Carey "Slim" Richter
At the End of the Day with Dolores O’Riordan
Issue #41
The iconic ‘90s singer takes No Baggage on the road
By Jonathan Shipley
Published: August 1st, 2009 | 12:00am
“We all die,” says the fiery Irish songwriter matter-of-factly. “You can’t take things with you when you die. If you can leave something here, though, that’s what’s important.” The 38-year-old musician broke away from the crushing success of a chart-topping band to focus on more important matters — like taking care of her children, her husband, and herself.
Dolores Mary Eileen O’Riordan, the youngest of seven kids from a Catholic family in the town of Ballybricken in County Limerick, responded to an ad in the early ‘90s. A local band, helmed by brothers Noel and Mike Hogan and drummer Fergal Lawler, needed a female singer — O’Riordan needed an outlet for the pages of lyrics she’d been writing. “We kind of clicked,” she says.
Clicked is an understatement. After four Top 20 albums on the Billboard 200 charts, eight top 20 singles, and worldwide sales in excess of over 40 million units sold, the Cranberries were the click heard ‘round the world. The band’s debut album, Everybody Else is Doing It, So Why Can’t We? became number one in Britain and sold five million copies in the United States. The follow up, No Need to Argue, cemented them as one of the most successful acts of the ‘90s — it sold 14.5 million albums in the United States alone.

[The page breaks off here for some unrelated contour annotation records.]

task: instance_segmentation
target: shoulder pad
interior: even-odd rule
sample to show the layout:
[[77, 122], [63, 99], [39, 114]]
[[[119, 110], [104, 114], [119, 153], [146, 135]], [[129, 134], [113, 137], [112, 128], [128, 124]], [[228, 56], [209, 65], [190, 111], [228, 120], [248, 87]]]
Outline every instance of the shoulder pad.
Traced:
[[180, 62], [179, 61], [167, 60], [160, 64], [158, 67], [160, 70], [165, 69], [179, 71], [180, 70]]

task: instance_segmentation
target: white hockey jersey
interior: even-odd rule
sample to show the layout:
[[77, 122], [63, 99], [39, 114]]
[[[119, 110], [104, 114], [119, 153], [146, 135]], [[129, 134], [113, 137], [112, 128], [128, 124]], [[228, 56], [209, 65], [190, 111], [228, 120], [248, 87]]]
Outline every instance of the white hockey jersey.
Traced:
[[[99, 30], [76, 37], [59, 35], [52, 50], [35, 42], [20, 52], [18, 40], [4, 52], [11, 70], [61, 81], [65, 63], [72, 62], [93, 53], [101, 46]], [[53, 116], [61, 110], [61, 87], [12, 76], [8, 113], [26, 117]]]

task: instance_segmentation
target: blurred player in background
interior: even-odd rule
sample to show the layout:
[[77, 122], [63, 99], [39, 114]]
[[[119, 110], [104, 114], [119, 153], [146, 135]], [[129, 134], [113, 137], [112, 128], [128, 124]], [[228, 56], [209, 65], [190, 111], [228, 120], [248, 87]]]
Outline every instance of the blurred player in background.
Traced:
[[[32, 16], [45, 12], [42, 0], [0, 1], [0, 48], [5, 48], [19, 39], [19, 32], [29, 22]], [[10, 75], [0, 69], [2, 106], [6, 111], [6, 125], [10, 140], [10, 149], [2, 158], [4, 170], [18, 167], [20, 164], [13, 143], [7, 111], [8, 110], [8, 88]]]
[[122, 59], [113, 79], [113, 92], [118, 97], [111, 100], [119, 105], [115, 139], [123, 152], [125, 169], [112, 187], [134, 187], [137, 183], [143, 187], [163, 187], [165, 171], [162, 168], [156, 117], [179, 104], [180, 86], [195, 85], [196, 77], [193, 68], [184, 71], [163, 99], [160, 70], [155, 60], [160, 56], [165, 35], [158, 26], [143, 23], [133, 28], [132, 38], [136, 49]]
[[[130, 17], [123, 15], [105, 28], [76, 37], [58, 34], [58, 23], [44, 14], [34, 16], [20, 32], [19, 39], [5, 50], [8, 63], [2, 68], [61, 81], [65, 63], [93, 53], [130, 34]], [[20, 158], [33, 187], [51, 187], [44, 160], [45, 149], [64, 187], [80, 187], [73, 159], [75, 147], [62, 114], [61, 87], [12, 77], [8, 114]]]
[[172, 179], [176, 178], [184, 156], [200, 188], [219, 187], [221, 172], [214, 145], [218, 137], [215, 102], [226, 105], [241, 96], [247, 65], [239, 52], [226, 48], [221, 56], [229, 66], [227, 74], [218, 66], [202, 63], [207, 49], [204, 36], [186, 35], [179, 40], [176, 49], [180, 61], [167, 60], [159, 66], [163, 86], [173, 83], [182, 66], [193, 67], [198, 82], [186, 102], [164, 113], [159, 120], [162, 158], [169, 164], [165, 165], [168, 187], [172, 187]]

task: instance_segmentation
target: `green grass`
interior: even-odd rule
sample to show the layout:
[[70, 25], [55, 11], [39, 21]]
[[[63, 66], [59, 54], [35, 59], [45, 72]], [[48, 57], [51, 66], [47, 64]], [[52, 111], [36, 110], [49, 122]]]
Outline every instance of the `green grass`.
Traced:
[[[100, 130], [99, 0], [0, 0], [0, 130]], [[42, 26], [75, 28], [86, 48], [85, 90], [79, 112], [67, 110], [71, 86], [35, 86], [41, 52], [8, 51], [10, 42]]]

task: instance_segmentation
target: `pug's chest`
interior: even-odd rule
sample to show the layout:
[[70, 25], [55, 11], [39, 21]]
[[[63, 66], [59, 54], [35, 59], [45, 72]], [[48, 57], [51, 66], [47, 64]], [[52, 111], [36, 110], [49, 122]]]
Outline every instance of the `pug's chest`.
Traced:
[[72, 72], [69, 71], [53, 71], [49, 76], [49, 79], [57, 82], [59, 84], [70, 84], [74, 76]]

As the Cranberries began to fill arenas, O’Riordan found herself tangled in the endless touring, flights, and hotel rooms. The brief stopovers at her home in Ireland, where she would kiss her children goodnight, were barely respites before the next morning, the next flight, and the next show. “You put your head down and work. You work all the time,” she says. “You kind of lose touch of yourself.” The fame, the tours, the media blitz, “It got really boring after awhile.” While singing “Linger” in Lisbon, “Salvation” in Seattle, “Dreams” in Dresden, and “Promises” in Prague, O’Riordan began to see things differently. “It made me into something different. When I was out there, I was lonely,” she admits.
So she left. After 2001’s Wake Up and Smell the Coffee was released and a European tour with the Rolling Stones completed, the Cranberries announced they were taking some time to pursue individual careers. “It was safe. I wanted to see what it was like being an adult in an adult world,” O’Riordan says.
So she holed up in Ottawa with her family and started writing again. First came her 2007 solo debut, Are You Listening?, which sold nowhere near the stratospheric numbers of the Cranberries, but the artist was satisfied. And if the title of her second solo album, No Baggage, is to be believed, O’Riordan has shed the darker aspects of her earlier life. Arguably her most accomplished, honest, exposing album since her first work with the Cranberries, it contains eleven tracks penned “as a hobby.” O’Riordan co-produced the album with Ontario-based Dan Brodbeck (she splits her time now between Ireland and Ottawa) and is happy with the results. “It’s quite experimental,” she says. “It’s the most fun I had in a studio since the early days.”
“You can’t be an artist without opening up, being vulnerable,” she says of the revealing No Baggage. “You don’t have to be perfect, just be honest with your strengths and your weaknesses. You can then open up like a flower.” The album itself blossoms into piano ballads, forthright rocknroll, infectious pop, and Indian-styled songs that one wouldn’t immediately associate with the short-haired 20-something crooning “Linger” to MTV fans a decade ago.
After 15 years off the road, O’Riordan is planning the tour for her new album this fall. It’ll be an acoustic tour, and she’ll undoubtedly scatter some of her old Cranberries tunes throughout the No Baggage set. After a painful touring history, O’Riordan’s newfound perspective shines strong: “At the end of the day, what hurts us makes us stronger.” That is to say, she won’t be bringing that baggage on the road with Baggage. What she will be bringing with her, are words to live by: “I just want continued health and happiness … I am really fortunate to have what I have.” And, at the end of the day, that’s about all we can ask for.